Weekend at Woodrow’s

Woodrow Wilson/tiles/non-collection/1/12-24-wilson-loc.xml Image courtesy of Library of Congress Democrats gathered in the summer cottage of their presidential nominee, Woodrow Wilson, to strategize for the upcoming 1912 election.
Early in the afternoon on Saturday, July 20, 1912, more than 100 Members of the U.S. House of Representatives, all of them Democrats, got off the train in Sea Girt, New Jersey, and walked down the dusty road toward Woodrow Wilson’s summer cottage. Wilson had recently accepted the Democratic presidential nomination, and he’d been entertaining political visits at his seaside home ever since. As Speaker Champ Clark and the others approached his front gate, Wilson met them halfway and led the group to his veranda. After a meet-and-greet with Wilson’s family, they all gathered on the lawn for this group photo before a round of cake and punch. (Wilson, in middle, is seated in the rocking chair on the left; Clark, scowling, is seated next to him in the other rocker.)

The visit to Sea Girt is remarkable for a few reasons, not the least of which was that it coincided with the Democratic Party’s brief return to power in the House after 16 years of Republican dominance (1895–1911). If the new majority wanted to adjourn for the weekend in order to visit their party’s presidential candidate, well, it could—and it did.

Secondly, the trip tells us a lot about what Members of the House thought of the federal government and the act of governing 100 years ago. Judging by what Clark said that day, it’s pretty clear that the Speaker wanted to remind (read: warn) Wilson about his responsibilities if he became President. “History has shown that those Presidents have succeeded best who have been on the best terms with Congress,” Clark said, “and most of them who have come to grief have come to grief because of quarrels with Congress.” Clark’s admonition may have also been an attempt to reclaim some political leverage after Wilson beat him out for the Democratic presidential nomination.

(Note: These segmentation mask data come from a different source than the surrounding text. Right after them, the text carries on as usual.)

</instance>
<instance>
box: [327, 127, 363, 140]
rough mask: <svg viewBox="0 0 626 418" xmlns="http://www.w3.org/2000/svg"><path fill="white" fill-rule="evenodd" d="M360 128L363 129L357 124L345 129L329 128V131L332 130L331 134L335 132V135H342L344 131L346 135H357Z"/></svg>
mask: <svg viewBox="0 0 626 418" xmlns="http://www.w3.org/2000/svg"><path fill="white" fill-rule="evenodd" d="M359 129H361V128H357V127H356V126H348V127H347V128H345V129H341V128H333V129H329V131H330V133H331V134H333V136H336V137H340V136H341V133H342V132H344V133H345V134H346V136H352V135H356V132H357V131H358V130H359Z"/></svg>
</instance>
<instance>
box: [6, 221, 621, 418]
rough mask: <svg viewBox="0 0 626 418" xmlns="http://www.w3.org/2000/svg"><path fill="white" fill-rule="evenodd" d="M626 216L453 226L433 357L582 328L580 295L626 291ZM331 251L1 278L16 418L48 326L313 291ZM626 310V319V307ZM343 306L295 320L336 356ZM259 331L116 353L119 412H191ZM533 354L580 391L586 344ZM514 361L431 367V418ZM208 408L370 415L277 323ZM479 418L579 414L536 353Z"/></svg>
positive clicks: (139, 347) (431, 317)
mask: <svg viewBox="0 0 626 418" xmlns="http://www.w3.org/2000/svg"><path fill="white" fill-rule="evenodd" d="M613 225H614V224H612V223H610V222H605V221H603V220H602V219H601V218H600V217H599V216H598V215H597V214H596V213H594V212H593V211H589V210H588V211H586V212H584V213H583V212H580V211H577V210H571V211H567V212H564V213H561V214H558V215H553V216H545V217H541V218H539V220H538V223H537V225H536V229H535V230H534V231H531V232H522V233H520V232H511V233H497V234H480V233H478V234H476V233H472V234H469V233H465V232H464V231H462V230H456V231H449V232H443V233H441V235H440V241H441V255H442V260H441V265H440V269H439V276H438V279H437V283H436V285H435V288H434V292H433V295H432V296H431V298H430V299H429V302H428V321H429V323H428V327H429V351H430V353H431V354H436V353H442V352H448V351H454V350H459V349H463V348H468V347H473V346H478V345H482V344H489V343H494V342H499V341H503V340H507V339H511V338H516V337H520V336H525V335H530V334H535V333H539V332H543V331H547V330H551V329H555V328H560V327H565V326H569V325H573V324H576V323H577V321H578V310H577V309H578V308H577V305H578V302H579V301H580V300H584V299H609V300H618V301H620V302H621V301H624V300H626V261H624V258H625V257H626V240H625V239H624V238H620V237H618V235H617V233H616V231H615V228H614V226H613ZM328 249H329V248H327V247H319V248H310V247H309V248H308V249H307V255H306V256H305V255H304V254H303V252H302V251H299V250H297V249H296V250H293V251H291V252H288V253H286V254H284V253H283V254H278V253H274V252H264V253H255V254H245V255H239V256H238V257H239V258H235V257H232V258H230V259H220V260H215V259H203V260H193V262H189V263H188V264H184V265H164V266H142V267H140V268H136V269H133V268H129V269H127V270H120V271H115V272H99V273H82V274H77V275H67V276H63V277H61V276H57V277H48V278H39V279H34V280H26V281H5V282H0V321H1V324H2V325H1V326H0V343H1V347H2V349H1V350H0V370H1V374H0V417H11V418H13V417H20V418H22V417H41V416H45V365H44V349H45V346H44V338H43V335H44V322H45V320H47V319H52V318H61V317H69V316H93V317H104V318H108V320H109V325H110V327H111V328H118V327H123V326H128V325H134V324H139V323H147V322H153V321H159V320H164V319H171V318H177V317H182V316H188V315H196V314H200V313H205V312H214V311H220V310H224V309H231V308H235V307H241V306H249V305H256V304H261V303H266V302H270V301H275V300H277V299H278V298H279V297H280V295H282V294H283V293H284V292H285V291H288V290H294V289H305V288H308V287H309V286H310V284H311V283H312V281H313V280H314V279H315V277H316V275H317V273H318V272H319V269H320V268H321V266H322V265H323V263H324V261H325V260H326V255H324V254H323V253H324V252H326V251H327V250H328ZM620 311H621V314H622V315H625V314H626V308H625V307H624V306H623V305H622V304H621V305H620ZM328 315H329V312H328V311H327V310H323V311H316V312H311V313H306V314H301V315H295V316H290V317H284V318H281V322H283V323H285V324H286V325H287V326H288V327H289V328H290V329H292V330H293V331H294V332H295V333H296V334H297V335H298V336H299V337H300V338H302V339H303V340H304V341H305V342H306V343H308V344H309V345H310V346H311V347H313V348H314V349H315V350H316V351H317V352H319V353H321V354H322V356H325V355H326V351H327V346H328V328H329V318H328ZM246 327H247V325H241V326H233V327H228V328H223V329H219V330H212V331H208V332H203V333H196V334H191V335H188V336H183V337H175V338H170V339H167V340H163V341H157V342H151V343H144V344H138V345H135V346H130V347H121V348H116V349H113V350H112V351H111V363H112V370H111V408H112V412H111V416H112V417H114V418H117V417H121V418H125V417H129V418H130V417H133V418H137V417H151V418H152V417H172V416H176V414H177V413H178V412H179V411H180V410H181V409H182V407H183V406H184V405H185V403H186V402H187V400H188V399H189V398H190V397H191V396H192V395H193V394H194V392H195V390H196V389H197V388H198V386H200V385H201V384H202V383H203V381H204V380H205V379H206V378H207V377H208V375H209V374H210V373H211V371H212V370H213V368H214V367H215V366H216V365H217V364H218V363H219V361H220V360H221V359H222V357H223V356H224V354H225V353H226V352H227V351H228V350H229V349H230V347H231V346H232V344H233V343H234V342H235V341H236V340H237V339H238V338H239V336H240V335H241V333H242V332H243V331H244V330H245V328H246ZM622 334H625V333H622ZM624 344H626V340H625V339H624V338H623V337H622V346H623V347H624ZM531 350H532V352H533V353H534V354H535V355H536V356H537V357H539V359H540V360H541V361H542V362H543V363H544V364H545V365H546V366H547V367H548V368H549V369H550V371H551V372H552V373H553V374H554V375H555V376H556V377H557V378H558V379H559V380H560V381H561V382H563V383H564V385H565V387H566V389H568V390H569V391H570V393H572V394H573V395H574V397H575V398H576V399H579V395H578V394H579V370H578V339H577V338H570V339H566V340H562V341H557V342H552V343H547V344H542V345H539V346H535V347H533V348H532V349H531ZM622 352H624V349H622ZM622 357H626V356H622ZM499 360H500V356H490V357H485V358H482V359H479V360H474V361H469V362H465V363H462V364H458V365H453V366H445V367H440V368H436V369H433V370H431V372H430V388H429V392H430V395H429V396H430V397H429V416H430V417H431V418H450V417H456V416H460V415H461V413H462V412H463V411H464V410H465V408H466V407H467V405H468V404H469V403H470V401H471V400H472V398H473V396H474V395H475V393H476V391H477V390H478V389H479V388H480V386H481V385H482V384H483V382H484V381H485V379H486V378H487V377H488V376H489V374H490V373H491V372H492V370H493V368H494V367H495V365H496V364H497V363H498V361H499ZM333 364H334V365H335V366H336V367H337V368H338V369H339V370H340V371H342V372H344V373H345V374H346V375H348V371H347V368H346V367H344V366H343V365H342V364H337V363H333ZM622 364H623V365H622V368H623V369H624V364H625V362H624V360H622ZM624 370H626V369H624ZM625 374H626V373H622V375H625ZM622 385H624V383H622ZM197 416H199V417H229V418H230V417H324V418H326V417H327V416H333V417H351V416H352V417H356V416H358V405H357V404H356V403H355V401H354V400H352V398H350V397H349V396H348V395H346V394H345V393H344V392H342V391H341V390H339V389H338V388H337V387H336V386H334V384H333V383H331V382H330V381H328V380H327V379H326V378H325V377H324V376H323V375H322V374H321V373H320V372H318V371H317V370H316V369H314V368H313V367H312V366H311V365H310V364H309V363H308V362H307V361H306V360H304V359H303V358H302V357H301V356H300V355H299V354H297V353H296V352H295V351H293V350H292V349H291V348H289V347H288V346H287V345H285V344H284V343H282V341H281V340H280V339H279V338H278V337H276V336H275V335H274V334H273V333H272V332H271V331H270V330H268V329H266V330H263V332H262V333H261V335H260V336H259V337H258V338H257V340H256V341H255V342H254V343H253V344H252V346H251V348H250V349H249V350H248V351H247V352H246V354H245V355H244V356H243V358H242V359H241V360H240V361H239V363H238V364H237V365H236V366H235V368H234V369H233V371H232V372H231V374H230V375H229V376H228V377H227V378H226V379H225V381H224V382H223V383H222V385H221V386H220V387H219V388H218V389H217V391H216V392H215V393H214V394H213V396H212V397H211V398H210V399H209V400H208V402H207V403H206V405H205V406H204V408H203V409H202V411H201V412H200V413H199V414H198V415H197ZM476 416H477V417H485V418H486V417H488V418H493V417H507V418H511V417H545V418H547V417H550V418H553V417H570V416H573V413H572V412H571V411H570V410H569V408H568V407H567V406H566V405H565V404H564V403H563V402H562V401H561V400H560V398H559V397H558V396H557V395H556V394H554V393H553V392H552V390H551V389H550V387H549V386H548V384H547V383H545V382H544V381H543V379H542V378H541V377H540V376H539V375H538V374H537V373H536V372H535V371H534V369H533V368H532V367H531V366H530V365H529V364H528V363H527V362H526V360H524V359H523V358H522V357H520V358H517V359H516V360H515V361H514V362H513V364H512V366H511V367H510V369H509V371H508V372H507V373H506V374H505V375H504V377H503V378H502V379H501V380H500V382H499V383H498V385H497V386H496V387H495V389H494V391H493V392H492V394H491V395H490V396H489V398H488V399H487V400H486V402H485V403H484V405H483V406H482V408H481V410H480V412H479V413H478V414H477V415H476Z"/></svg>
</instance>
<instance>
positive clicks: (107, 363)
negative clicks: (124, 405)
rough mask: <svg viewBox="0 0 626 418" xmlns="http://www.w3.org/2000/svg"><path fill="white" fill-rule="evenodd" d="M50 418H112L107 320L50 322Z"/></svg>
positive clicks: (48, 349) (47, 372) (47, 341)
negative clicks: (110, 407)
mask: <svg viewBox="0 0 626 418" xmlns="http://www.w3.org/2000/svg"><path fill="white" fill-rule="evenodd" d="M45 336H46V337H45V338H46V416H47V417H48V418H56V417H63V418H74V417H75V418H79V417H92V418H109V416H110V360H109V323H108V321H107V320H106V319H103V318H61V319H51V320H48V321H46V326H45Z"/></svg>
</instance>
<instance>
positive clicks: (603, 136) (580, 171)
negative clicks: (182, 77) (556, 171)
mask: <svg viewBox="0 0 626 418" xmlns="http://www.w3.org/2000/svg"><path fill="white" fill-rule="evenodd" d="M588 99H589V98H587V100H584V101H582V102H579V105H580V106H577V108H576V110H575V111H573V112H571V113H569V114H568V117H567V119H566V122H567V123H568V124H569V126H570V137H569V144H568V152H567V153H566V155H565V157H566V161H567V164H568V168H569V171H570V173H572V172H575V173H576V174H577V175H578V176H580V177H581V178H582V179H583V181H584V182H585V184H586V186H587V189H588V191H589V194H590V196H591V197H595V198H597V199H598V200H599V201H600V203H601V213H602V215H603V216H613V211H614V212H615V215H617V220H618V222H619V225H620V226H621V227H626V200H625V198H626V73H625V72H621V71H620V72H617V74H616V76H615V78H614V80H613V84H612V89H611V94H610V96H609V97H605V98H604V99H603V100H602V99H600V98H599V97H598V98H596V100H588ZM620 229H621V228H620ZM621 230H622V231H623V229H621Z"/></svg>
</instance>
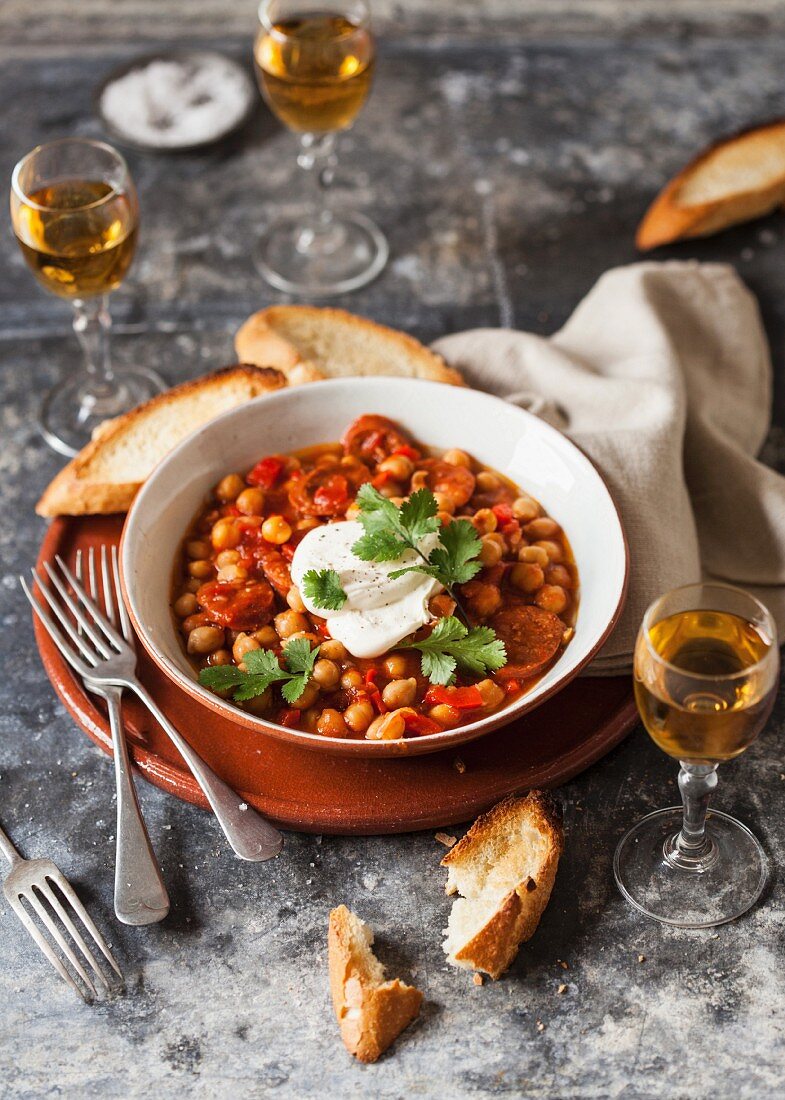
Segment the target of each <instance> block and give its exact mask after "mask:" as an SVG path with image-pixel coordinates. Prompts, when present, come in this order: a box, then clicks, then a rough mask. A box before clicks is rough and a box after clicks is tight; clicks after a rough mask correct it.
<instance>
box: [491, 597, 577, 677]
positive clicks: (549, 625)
mask: <svg viewBox="0 0 785 1100" xmlns="http://www.w3.org/2000/svg"><path fill="white" fill-rule="evenodd" d="M489 626H491V627H493V628H494V630H495V631H496V635H497V637H498V638H500V639H501V641H504V643H505V648H506V649H507V664H506V665H505V667H504V668H502V669H499V671H498V672H497V673H496V676H497V679H499V680H528V679H530V678H531V676H535V675H538V674H539V673H540V672H542V671H543V670H544V669H545V668H546V667H548V664H550V662H551V661H552V660H553V658H554V657H555V654H556V653H557V651H559V648H560V646H561V645H562V638H563V636H564V631H565V629H566V627H565V626H564V623H563V621H562V620H561V619H560V618H559V616H557V615H554V614H553V612H546V610H543V609H542V607H534V606H532V605H531V604H517V605H513V606H512V607H504V608H502V609H501V610H499V612H497V613H496V615H494V617H493V618H491V619H490V623H489Z"/></svg>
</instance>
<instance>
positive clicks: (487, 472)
mask: <svg viewBox="0 0 785 1100" xmlns="http://www.w3.org/2000/svg"><path fill="white" fill-rule="evenodd" d="M500 484H501V483H500V482H499V478H498V477H497V476H496V474H491V473H489V471H487V470H480V471H479V473H478V474H477V488H478V489H479V491H480V493H489V492H490V491H491V489H494V488H498V487H499V485H500Z"/></svg>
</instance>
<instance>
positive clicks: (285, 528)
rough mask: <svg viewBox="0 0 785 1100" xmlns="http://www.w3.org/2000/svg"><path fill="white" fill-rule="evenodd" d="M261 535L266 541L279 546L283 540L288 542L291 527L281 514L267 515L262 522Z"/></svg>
mask: <svg viewBox="0 0 785 1100" xmlns="http://www.w3.org/2000/svg"><path fill="white" fill-rule="evenodd" d="M262 537H263V538H264V539H266V541H267V542H274V543H275V544H276V546H280V544H281V543H283V542H288V541H289V539H290V538H291V527H290V526H289V525H288V524H287V521H286V520H285V519H284V517H283V516H269V517H268V518H267V519H265V521H264V522H263V524H262Z"/></svg>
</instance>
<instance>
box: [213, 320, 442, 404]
mask: <svg viewBox="0 0 785 1100" xmlns="http://www.w3.org/2000/svg"><path fill="white" fill-rule="evenodd" d="M234 348H235V351H236V353H237V357H239V359H240V360H242V362H243V363H257V364H258V365H259V366H275V367H277V368H278V370H279V371H283V372H284V374H285V375H286V377H287V379H288V382H289V385H297V384H299V383H301V382H318V381H319V379H320V378H339V377H346V376H357V375H378V374H389V375H398V376H400V377H405V378H429V379H430V381H432V382H446V383H449V384H451V385H455V386H460V385H463V379H462V377H461V375H460V374H458V372H457V371H454V370H453V368H452V367H450V366H447V365H446V364H445V363H444V360H443V359H441V356H440V355H436V354H435V353H434V352H432V351H429V349H428V348H425V346H424V345H423V344H421V343H420V342H419V341H418V340H414V338H413V337H410V335H407V334H406V333H403V332H397V331H396V330H395V329H388V328H386V327H385V326H383V324H376V323H375V322H374V321H368V320H366V319H365V318H364V317H356V316H354V315H353V313H347V312H346V311H345V310H343V309H328V308H323V307H318V306H270V307H269V308H268V309H262V310H259V312H257V313H253V316H252V317H250V318H248V319H247V321H245V323H244V324H243V326H242V327H241V328H240V330H239V331H237V334H236V335H235V338H234Z"/></svg>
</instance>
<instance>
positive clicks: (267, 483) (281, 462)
mask: <svg viewBox="0 0 785 1100" xmlns="http://www.w3.org/2000/svg"><path fill="white" fill-rule="evenodd" d="M284 467H285V462H284V460H283V459H278V458H276V456H275V455H274V454H270V455H269V456H268V458H266V459H262V461H261V462H257V463H256V465H255V466H254V467H253V470H251V471H248V473H247V474H246V475H245V481H246V482H247V483H248V485H258V486H259V487H261V488H273V486H274V485H275V483H276V482H277V481H278V478H279V477H280V475H281V474H283V473H284Z"/></svg>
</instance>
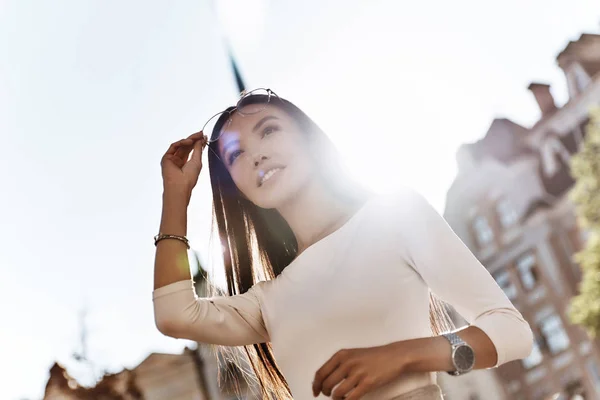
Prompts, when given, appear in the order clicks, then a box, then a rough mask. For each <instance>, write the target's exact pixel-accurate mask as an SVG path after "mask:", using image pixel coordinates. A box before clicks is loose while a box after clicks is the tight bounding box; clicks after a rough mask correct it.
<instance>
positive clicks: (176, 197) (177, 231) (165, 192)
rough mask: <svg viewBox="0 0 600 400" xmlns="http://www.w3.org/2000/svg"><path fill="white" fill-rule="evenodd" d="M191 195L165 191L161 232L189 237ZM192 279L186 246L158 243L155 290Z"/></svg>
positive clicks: (175, 240) (178, 240)
mask: <svg viewBox="0 0 600 400" xmlns="http://www.w3.org/2000/svg"><path fill="white" fill-rule="evenodd" d="M188 203H189V195H188V194H187V193H185V192H183V191H179V190H176V189H175V190H173V189H172V190H165V191H164V193H163V210H162V217H161V222H160V229H159V232H160V233H163V234H170V235H179V236H186V235H187V206H188ZM188 279H191V273H190V266H189V261H188V255H187V246H186V245H185V243H183V242H181V241H179V240H173V239H166V240H161V241H160V242H158V244H157V246H156V256H155V259H154V289H158V288H160V287H163V286H166V285H169V284H171V283H174V282H178V281H182V280H188Z"/></svg>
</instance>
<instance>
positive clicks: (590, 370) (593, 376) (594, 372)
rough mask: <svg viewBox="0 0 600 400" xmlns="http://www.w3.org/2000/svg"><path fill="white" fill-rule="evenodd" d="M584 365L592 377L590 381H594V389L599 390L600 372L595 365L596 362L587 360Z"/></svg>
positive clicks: (593, 381) (589, 373)
mask: <svg viewBox="0 0 600 400" xmlns="http://www.w3.org/2000/svg"><path fill="white" fill-rule="evenodd" d="M586 367H587V370H588V374H589V375H590V378H592V382H594V387H595V388H596V391H600V372H598V366H597V365H596V362H595V361H594V360H589V361H588V362H587V363H586Z"/></svg>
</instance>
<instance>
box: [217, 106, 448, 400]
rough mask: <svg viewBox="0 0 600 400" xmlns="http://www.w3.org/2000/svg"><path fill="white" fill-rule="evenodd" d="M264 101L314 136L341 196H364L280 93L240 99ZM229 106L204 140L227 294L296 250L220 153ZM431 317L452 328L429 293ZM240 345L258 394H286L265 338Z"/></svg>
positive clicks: (303, 131) (365, 193)
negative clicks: (251, 368) (208, 169)
mask: <svg viewBox="0 0 600 400" xmlns="http://www.w3.org/2000/svg"><path fill="white" fill-rule="evenodd" d="M269 100H270V101H269ZM267 101H269V104H270V105H273V106H275V107H278V108H280V109H281V110H283V111H284V112H286V114H288V115H289V116H290V117H292V118H293V119H294V121H295V122H296V123H297V124H298V127H299V128H300V130H301V132H303V133H304V134H305V135H306V136H307V139H309V138H310V137H312V138H313V139H317V140H318V142H319V146H320V148H319V149H318V151H319V152H322V153H323V154H319V155H316V156H315V162H318V163H321V164H324V162H327V165H320V167H322V168H319V169H318V170H319V171H322V174H323V178H324V179H326V181H327V184H328V187H330V188H331V190H333V191H334V193H335V194H336V195H338V196H339V197H340V199H342V200H344V201H348V202H360V201H361V200H364V198H365V197H366V196H367V192H366V191H365V190H364V189H363V188H361V187H360V185H358V184H357V183H356V182H354V181H353V180H352V179H350V178H349V174H348V173H347V172H346V171H345V168H344V167H343V164H342V163H341V161H340V159H339V157H338V155H337V152H336V150H335V148H334V146H333V144H332V143H331V141H330V140H329V139H328V137H327V136H326V135H325V133H324V132H323V131H322V130H321V128H319V127H318V126H317V124H316V123H315V122H314V121H313V120H312V119H310V118H309V117H308V116H307V115H306V114H305V113H304V112H303V111H302V110H300V109H299V108H298V107H296V106H295V105H294V104H292V103H291V102H289V101H287V100H285V99H282V98H279V97H274V98H273V97H271V98H270V99H269V98H268V97H267V96H263V95H252V96H249V97H248V98H247V99H246V100H244V105H250V104H259V103H260V104H264V103H265V102H267ZM233 110H234V107H230V108H228V109H227V112H225V113H224V114H223V115H222V116H221V117H220V118H219V119H218V121H217V123H216V124H215V127H214V128H213V132H212V133H211V141H210V142H211V143H210V144H209V145H208V165H209V170H210V180H211V186H212V192H213V218H214V222H215V223H216V225H217V228H218V234H219V238H220V241H221V245H222V246H223V254H224V265H225V276H226V282H227V292H228V294H229V295H230V296H233V295H236V294H241V293H245V292H247V291H248V290H249V289H250V288H251V287H252V286H253V285H254V284H255V283H257V282H258V281H260V280H269V279H274V278H275V277H277V276H278V275H279V274H280V273H281V272H282V271H283V269H284V268H285V267H286V266H288V265H289V264H290V263H291V262H292V260H294V258H295V257H296V255H297V252H298V243H297V241H296V237H295V236H294V233H293V232H292V230H291V229H290V227H289V225H288V224H287V222H286V221H285V220H284V219H283V217H282V216H281V215H280V214H279V212H277V211H276V210H274V209H264V208H261V207H258V206H256V205H254V204H253V203H252V202H250V201H249V200H248V199H246V198H245V197H244V196H243V195H242V194H241V193H240V192H239V190H238V189H237V187H236V185H235V183H234V182H233V179H232V178H231V175H230V174H229V171H228V170H227V168H226V167H225V164H224V163H223V162H222V161H221V159H220V156H219V149H218V145H217V142H216V139H217V138H218V137H219V135H220V132H221V129H222V128H223V125H224V124H225V123H226V121H227V120H228V119H229V118H230V115H229V113H230V112H232V111H233ZM325 160H326V161H325ZM430 322H431V327H432V332H433V333H434V334H436V335H437V334H439V333H441V332H443V331H448V330H450V329H451V328H452V324H451V323H450V319H449V317H448V314H447V312H446V308H445V306H444V305H443V303H441V302H440V301H439V300H437V299H436V298H434V297H430ZM244 350H245V352H246V355H247V356H248V361H249V363H250V365H251V367H252V369H253V370H254V374H255V376H256V379H257V380H258V383H259V385H260V390H261V392H262V396H263V398H267V399H269V398H275V399H286V398H291V397H292V396H291V392H290V389H289V386H288V384H287V382H286V381H285V378H284V376H283V374H282V373H281V371H280V370H279V368H278V367H277V363H276V361H275V358H274V356H273V352H272V350H271V346H270V343H260V344H254V345H251V346H245V347H244Z"/></svg>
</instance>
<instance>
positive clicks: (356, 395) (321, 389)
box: [313, 345, 407, 400]
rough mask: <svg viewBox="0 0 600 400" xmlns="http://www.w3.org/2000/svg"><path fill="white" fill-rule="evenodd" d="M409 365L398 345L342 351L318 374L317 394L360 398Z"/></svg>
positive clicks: (348, 349)
mask: <svg viewBox="0 0 600 400" xmlns="http://www.w3.org/2000/svg"><path fill="white" fill-rule="evenodd" d="M406 365H407V363H406V362H405V361H403V357H402V352H401V351H399V349H398V346H397V345H394V346H389V345H388V346H378V347H369V348H361V349H348V350H340V351H338V352H337V353H336V354H334V355H333V357H331V358H330V359H329V360H328V361H327V362H326V363H325V364H323V366H322V367H321V368H320V369H319V370H318V371H317V373H316V374H315V380H314V382H313V395H314V396H315V397H317V396H318V395H319V393H321V392H322V393H323V394H324V395H326V396H331V398H332V399H336V400H338V399H344V400H358V399H360V398H362V396H364V395H365V394H366V393H368V392H370V391H372V390H374V389H376V388H378V387H380V386H382V385H384V384H386V383H388V382H391V381H392V380H394V379H395V378H397V377H399V376H400V375H401V374H402V373H403V372H404V371H405V367H406Z"/></svg>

Whatever his reason, Clark didn’t tell Wilson anything new. Before he entered politics, Wilson had essentially created the field of congressional studies as a young professor, and probably knew more about the relationship between the White House and Capitol Hill than most of his visitors that day. In a good-natured reply to the Speaker, Wilson said “that the real value of the House of Representatives is not entirely summed up in its own deliberations, but in those things that happen outside the sessions, when men confer intimately with regard to the interests and the opinions and the purposes of their fellow citizens.” In other words, he appreciated their trip. Still, it all left him exhausted. The next day Wilson wrote to a friend to say that as a presidential candidate he was “now in a cage . . . a man without individual freedom or privacy.”

Wilson won the presidency that fall and for six of his eight years in the White House, Champ Clark was Speaker.

Sources: Washington Post, July 15, 1912; St. Louis Post-Dispatch, July 20, 1912; New York Tribune, July 21, 1912; Atlanta Constitution, July 21, 1912; New York Times, July 21, 1912; Los Angeles Times, July 21, 1912; Indianapolis Star, July 21, 1912; Detroit Free Press, July 21, 1912; Chicago Daily Tribune, July 21, 1912; Christian Science Monitor, July 22, 1912; Congressional Record, 62nd Cong., 2nd sess. (19 July 1912): 9351; H.W. Brands, "Woodrow Wilson" (New York: Times Books, Henry Holt and Company, 2003);  Arthur S. Link, ed., "The Papers of Woodrow Wilson," vol. 24 (Princeton, N.J.: Princeton University Press, 1977).